Entering edit mode
6.5 years ago
de.mecquenem.ninon
▴
10
Hello ! I have contigs data in FASTA format that I have downloaded from PATRIC database. I would like to spot SNPs/Indels in those sequences. As I am quite new in this domain and I don't really know which tool or protocol to use. So if you have any advice... :)
Thank you for your help !
My apology, this is no answer, but I'm curious and would love to know available solutions as well. The best a quick search yielded is Heng Li's fermikit. Maybe you can skip the assembly stage and feed it the assemblies?
The Fermikit works very well. It's still not made for contigs/supoercontigs data, but it looks like a serious tool and I have the good VCF format output ! Thank you for your help !
For now I am trying a BWA-MEM (to get bam files) then GATK (haplotypeCaller).
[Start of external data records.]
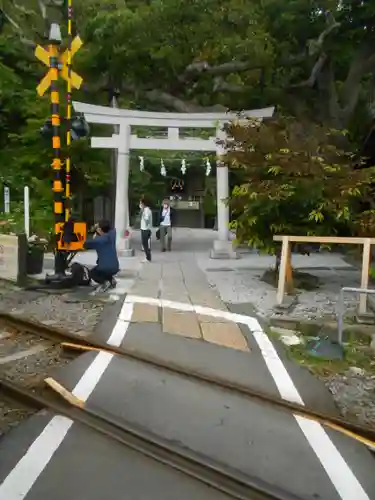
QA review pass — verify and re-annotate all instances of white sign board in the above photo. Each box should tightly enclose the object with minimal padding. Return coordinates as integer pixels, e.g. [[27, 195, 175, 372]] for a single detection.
[[0, 234, 18, 281], [4, 186, 10, 214]]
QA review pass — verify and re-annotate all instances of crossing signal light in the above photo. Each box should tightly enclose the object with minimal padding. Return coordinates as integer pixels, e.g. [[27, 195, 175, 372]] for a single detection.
[[40, 116, 90, 141]]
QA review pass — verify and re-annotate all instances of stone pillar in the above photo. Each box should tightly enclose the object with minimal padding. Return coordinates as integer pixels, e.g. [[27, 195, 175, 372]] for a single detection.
[[210, 130, 238, 259], [115, 124, 134, 257]]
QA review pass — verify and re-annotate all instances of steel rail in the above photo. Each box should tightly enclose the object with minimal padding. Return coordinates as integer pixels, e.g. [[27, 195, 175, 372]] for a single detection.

But it does not work very well (Error messages while running HaplotypeCaller), and I am not even sure it is the best protocol in this case. I'll have a look on fermikit, thank you very much !
Hello,
I don't know whether the restriction mentioned in this post still exists. So be careful.
fin swimmer
Hi de.mecquenem.ninon,
This reply is better suited as a comment on Carambakaracho's answer. Answers should ONLY be used to respond to the original question at the top of this page. I moved your post to a comment. But as you see this is not perfect.
fin swimmer
Deeply sorry, it was my first post and I havn't noticed the different ways of answering... Thank you for your answer !
Variant calling without much effort can be done with Freebayes although you need to filter for false positive calls(vcffilter step). However, as a start, it is best to go through the best practices offered by GATK since pre-processing makes a huge difference.